J’lem Old City students help solve recycling issues

Deputy mayor: ‘We are thinking about how to introduce recycling to Old City and neighborhoods with narrow streets.

recycling in Jerusalem_390 (photo credit: Yossi Zamir/JTA )
recycling in Jerusalem_390
(photo credit: Yossi Zamir/JTA )
For Jerusalem Old City resident Henry Goodelman, the constant build-up of plastic bottles in his Aish HaTorah dormitory trashcans gradually became unnerving.
“No one was thinking how many plastic bottles 150 guys are using every day,” Goodelman, a 25-year-old Philadelphia native, told The Jerusalem Post on Sunday.
Goodelman soon realized, however, that the lack of recycling receptacles was not a problem confined to his yeshiva alone. In fact, the entire Old City only possessed one recycling bin, in the Jewish Quarter parking lot, with a second outside the city’s walls near Zion Gate, he explained.
“It’s wild to think that there’s only one rather than a few dispersed throughout,” Goodelman said.
In an effort to do what he could to encourage more Old City recycling, Goodelman and his friends set up recycling posts in six Aish HaTorah dormitories where students can deposit their plastic bottles. He said that he and his team then come around approximately every two days and fill up garbage bags with the bottles, carrying about 40 to 80 bottles each time to the bin in the Jewish Quarter parking lot.
“I think we all value the community here,” Goodelman said. “This is something that we can actually do that makes a difference.” The next step, he said, would be to encourage other yeshivas and nonprofit organizations located throughout the neighborhood to do the same.

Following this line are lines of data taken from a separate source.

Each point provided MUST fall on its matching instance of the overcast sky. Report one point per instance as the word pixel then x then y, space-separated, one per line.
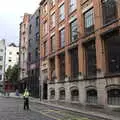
pixel 11 12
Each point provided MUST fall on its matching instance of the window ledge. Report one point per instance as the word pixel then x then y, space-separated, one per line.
pixel 109 23
pixel 71 12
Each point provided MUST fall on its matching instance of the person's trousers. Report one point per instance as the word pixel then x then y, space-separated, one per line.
pixel 26 103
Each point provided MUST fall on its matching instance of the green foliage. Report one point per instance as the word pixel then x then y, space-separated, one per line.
pixel 12 74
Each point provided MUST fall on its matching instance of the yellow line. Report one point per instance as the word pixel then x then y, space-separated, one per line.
pixel 46 114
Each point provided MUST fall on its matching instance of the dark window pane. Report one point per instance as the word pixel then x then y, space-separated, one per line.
pixel 62 66
pixel 74 62
pixel 62 38
pixel 114 97
pixel 112 43
pixel 89 21
pixel 53 43
pixel 109 10
pixel 90 58
pixel 73 31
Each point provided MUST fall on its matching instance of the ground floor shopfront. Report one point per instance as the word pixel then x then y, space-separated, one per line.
pixel 104 92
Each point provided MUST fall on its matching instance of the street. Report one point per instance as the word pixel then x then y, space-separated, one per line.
pixel 12 109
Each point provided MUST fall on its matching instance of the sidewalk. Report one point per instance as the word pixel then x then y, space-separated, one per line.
pixel 89 110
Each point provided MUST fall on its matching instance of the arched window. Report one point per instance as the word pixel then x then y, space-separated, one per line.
pixel 62 94
pixel 75 95
pixel 92 96
pixel 114 97
pixel 52 94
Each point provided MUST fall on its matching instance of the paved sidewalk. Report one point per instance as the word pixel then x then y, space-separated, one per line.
pixel 88 111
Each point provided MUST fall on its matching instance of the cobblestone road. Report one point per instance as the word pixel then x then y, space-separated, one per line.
pixel 12 109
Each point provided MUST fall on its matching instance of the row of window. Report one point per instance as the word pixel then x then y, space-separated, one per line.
pixel 109 9
pixel 113 96
pixel 72 6
pixel 112 57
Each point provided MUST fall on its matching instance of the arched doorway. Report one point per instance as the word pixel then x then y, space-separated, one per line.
pixel 113 96
pixel 52 94
pixel 92 96
pixel 62 94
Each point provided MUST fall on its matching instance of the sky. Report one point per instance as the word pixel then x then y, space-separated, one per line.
pixel 11 12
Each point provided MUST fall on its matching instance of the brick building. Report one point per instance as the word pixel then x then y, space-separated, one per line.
pixel 23 49
pixel 80 50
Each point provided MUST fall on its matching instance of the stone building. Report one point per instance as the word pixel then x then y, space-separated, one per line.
pixel 80 51
pixel 33 54
pixel 23 49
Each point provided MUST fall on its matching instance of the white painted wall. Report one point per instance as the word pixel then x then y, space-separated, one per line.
pixel 2 62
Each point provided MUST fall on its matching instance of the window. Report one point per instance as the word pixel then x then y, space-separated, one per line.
pixel 0 77
pixel 75 95
pixel 52 94
pixel 0 67
pixel 29 57
pixel 30 29
pixel 52 3
pixel 53 43
pixel 62 67
pixel 53 20
pixel 1 58
pixel 45 48
pixel 62 38
pixel 92 96
pixel 37 36
pixel 45 27
pixel 112 45
pixel 72 5
pixel 10 59
pixel 52 68
pixel 10 53
pixel 37 21
pixel 17 53
pixel 45 9
pixel 29 42
pixel 74 62
pixel 62 12
pixel 89 21
pixel 114 97
pixel 90 51
pixel 1 50
pixel 62 94
pixel 109 9
pixel 73 31
pixel 36 52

While he is all in favor of adding extra municipal recycling bins to the streets of the Old City, Goodelman acknowledged the difficult in doing so. Even trash pickup in the neighborhood proves challenging, with its tight, winding streets, and he noted how small buggies drive through to pick up waste, rather than normal garbage trucks.
“Throughout the entire old city of Jerusalem, it’s a maze,” he said. “It’s a real miracle that the city of Jerusalem is able to manage its waste system.”
The ELA recycling company, the firm responsible for providing recycling bins to cities, told the Post that the placement of the bins themselves are the responsibility of the municipality – not of the company. The city of Jerusalem is legally required to provide one recycling bin for every 400 inhabitants, an ELA spokeswoman explained.
“There are neighborhoods in the city where access to the garbage bins is currently impossible for the kind of vehicles that do the recycling pickup,” explained Deputy Mayor Naomi Tsur, who holds the environmental and urban planning portfolio and was a past director of the Jerusalem branch of the Society for the Protection of Nature in Israel.
“We are in the process of thinking creatively about how to recycle in those neighborhoods,” she said.
Many of the neglected neighborhoods with little to no recycling are underserved Arab neighborhoods, as well as the Old City, which was not built with modern sanitation needs in mind.
“Until the relatively recent past we didn’t even do a proper garbage collection [in these areas], and there are still Arab neighborhoods in the city where we just beginning to introduce smaller vehicles,” Tsur added. “These neighborhoods have narrow streets which are very hilly and your average garbage pickup truck can’t pick up in the neighborhoods.”
East Jerusalem Arab neighborhoods do not have any recycling bins, though Tsur said initiatives began this year in Jebl Mukaber and Sur Bahir to provide recycling services to those areas.
The municipality has 807 spots to recycle paper and cardboard and 821 places to recycle bottles. The Old City has only two places to recycle bottles – one in the Jewish Quarter and one outside the city walls – and there is no paper recycling available.
Jerusalem currently recycles about 10 percent of its waste, up from just 2% three years ago. Tsur said the emphasis on recycling was hastened by the decision to close the Abu Dis dump in 2013, meaning Jerusalem must ship its waste to a solid waste facility near Arad. The more the city can recycle, the less it must pay to ship to Arad.
The ultimate goal is for the city to recycle 60 to 70% of its waste. Tsur acknowledge that in order to meet the goal of 15 to 20% of the waste recycled in 2013, the city must deal with the “logistically challenging neighborhoods,” including the Old City.
Tsur commended the Aish HaTorah initiative and urged other residents to follow their example until the city can provide other solutions.